Monastery information
- Denomination: Eastern Orthodoxy
- Established: Mid-18th century

Site
- Location: Kleino, Greece
- Coordinates: 39°40′26.106″N 21°27′21.773″E﻿ / ﻿39.67391833°N 21.45604806°E

= Monastery of the Holy Apostles, Kleino =

Eastern Orthodox monastery in Kleino, Greece

The Monastery of the Holy Apostles (Ιερά Μονή Αγίων Αποστόλων) is an Eastern Orthodox monastery in Kleino, Greece. It is located 2 km northeast of the settlement itself, on a plateau of difficult accessibility. The monastery was built approximately in the middle of the 18th century, its construction having been overseen by bishop Stagi Paisios. It is built in the style of the monasteries of Mount Athos.

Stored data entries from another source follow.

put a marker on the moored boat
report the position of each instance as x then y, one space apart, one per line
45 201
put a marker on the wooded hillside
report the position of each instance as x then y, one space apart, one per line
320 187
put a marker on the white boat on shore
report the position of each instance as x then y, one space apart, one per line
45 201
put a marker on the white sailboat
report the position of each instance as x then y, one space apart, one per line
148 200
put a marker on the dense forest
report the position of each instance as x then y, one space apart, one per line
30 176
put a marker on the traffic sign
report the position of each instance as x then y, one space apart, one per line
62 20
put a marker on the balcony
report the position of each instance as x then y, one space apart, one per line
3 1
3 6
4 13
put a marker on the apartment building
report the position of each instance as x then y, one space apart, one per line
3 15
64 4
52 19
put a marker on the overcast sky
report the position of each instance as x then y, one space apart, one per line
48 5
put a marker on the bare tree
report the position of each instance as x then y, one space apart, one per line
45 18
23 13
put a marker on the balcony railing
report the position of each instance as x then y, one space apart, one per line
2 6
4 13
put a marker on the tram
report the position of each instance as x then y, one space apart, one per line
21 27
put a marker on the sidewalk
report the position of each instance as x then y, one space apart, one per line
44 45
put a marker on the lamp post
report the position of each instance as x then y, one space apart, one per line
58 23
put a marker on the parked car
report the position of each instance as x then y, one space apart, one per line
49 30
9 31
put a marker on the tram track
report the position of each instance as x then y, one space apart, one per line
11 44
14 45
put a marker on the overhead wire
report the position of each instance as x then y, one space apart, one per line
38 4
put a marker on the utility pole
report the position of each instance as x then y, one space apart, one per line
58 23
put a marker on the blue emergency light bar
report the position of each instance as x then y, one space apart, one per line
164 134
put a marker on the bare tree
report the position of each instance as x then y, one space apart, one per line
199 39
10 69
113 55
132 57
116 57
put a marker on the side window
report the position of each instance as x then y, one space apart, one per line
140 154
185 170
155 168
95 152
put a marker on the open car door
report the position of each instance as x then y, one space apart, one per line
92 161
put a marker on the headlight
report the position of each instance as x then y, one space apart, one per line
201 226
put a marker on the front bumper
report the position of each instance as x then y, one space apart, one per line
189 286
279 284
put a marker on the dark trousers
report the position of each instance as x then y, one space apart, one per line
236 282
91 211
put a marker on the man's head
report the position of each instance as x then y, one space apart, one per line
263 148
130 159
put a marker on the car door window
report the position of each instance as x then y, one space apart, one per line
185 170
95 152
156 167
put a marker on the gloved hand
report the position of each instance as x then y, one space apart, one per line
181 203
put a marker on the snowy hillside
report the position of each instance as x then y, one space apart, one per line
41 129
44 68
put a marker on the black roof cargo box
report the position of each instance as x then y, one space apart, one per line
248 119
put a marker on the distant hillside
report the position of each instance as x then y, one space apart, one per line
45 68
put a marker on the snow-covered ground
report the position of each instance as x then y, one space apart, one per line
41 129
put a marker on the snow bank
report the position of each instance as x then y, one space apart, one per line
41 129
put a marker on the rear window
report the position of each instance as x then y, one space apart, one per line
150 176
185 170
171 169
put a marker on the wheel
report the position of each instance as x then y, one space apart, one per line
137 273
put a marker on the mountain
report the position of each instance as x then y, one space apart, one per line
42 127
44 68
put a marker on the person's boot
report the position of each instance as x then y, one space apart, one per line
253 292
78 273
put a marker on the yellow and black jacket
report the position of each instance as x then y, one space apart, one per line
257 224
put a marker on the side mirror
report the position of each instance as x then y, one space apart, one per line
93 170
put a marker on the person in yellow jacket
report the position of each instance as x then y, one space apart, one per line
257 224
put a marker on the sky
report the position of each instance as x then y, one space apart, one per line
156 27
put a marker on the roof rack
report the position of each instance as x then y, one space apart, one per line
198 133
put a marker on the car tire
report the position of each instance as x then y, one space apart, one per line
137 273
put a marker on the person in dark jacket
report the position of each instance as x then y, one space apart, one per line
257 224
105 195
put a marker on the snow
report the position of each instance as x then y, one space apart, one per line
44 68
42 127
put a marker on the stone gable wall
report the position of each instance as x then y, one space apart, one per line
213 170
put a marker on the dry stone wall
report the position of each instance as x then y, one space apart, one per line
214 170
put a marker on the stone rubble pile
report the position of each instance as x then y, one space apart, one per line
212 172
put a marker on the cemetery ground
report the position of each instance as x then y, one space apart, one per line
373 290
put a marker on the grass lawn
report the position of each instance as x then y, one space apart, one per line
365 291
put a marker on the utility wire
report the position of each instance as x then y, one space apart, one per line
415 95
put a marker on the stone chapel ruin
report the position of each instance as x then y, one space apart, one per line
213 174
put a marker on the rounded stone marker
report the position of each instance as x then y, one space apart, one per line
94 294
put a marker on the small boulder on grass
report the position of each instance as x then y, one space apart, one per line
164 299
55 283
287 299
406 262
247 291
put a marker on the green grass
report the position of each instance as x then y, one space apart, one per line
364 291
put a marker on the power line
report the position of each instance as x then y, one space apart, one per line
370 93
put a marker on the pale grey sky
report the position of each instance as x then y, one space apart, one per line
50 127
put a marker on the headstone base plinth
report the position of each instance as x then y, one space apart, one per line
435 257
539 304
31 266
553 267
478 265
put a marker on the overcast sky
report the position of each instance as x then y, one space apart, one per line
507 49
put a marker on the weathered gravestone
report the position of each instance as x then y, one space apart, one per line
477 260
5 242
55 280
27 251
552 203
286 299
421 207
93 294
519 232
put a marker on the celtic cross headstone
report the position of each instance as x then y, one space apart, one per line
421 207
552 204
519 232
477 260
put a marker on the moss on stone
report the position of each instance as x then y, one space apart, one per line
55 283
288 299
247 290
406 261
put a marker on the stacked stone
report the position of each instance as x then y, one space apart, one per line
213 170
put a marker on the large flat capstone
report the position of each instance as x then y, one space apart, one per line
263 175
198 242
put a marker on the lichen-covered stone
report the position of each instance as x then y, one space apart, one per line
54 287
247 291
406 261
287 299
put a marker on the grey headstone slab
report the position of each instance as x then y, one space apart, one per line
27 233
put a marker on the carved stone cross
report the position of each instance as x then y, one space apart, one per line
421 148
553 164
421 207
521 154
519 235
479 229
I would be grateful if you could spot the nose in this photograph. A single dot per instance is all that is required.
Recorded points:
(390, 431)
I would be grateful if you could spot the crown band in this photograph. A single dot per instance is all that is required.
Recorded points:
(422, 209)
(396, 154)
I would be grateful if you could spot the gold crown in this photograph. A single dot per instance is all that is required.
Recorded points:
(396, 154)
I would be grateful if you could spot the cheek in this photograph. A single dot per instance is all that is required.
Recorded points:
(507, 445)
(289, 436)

The monastery features one of the oldest known inscriptions in the Aromanian language, which is the following: Intrā mbāsiareka ku multā pāvrie, triamburā lundalui Maria kumnikatura, fokulu akshi shi kolasi tra skaki, meaning "Enter the church in awe, tremble as you receive the communion of Mary, to escape fire and hell". It is written using the Greek alphabet and it is estimated that it was made around the year 1780. This prayer is located on the interior of the arch of the entrance to the monastery and it is also written in Ancient and Modern Greek. Its author was St. Zosimas.